Hay quienes piensan, después creer que lo han bordado, que olvidar es tirarlo todo por la borda. Pero se trata, en cambio, de un lento proceso selectivo, casi darwiniano, en el que poco a poco se aparta lo que duele, quizás también lo que encanta, hasta quedarse con un corazón sonámbulo y sin aristas. O al menos, intentarlo.
El devenir de los recuerdos es imparable, como un río revuelto que baja por la memoria. Vienen mezclados todos aquellos detalles que nos hicieron sentir estrellas brillando en la noche junto con los momentos en los que aquellos puntos de luz se hicieron fugaces hasta apagarse del todo. Pero no, no significa dejar de mirar la noche estrellada.
Olvidar es seleccionar, de algún modo, aquello que no nos estorba y ponerse a salvo de esa intemperie que nos deja ateridos. Una intemperie propia y ajena, interior y exterior, real e imaginaria. No se trata de ignorar las espinas de la rosa, sino de localizarlas meticulosamente y dejar de apretarlas con los dedos aunque el precio consista en dejar de sostener flores en las manos.
Ponerse a salvo de la propia memoria a través de la desmemoria, realizar un control de daños y reconocer que fueron, en su inmensa mayoría, autoinfligidos al fallar nuestras previsiones más optimistas, que fueron casi todas pues no en vano en ellas nos iba la vida.
Es durísimo, porque por cada cruz de cada moneda, siempre hay una cara indisoluble que hay que sacrificar también en la hoguera. Y por eso duele, ponerse a salvo no sale gratis ni está de oferta.

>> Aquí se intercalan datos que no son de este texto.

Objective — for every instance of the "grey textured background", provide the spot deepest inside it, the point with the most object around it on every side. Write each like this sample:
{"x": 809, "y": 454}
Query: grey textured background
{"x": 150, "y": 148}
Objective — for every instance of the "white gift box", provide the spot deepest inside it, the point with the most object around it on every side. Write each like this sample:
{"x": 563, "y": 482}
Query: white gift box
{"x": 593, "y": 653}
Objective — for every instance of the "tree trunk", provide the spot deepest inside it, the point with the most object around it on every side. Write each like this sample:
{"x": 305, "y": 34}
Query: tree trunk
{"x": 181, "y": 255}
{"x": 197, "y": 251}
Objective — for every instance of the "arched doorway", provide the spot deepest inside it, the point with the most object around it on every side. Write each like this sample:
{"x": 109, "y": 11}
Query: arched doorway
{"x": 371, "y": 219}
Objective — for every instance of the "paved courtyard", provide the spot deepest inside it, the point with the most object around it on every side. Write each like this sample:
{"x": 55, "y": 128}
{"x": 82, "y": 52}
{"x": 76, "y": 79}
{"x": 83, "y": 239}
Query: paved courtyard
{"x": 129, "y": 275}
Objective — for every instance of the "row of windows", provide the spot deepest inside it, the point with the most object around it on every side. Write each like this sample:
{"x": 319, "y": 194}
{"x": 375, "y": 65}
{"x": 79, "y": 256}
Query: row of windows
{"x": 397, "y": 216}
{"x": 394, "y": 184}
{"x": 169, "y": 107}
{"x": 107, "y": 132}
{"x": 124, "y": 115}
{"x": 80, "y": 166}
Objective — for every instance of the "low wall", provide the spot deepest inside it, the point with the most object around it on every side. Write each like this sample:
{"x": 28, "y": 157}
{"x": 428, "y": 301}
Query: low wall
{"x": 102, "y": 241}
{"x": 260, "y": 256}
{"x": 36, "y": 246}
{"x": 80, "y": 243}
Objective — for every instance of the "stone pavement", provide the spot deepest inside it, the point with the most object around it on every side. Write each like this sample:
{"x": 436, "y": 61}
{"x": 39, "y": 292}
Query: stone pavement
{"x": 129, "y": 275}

Ponerse a salvo es confiar en un cálculo tembloroso que jamás sabremos si era el más ajustado.
Olvidar es apostar a no perder más de lo que ya se ha perdido, aun cuando estamos convencidos de que todo lo perderemos al fin y al cabo.
Ponerse a salvo ilusamente, ignorando que, tal vez a la vuelta de la esquina, volveremos a naufragar, juntos o separados, también sin salvavidas.
Amor
Eduardo Lizalde
La regla es ésta:
dar lo absolutamente imprescindible,
obtener lo más,
nunca bajar la guardia,
meter el jab a tiempo,
no ceder,
y no pelear en corto,
no entregarse en ninguna circunstancia
ni cambiar golpes con la ceja herida;
jamás decir «te amo», en serio,
al contrincante.
Es el mejor camino
para ser eternamente desgraciado
y triunfador
sin riesgos aparentes.

Ponte a salvo (Adriana Moragues, Vértices, 2015)
(en directo «Mi vida de gira», con Elvira Sastre)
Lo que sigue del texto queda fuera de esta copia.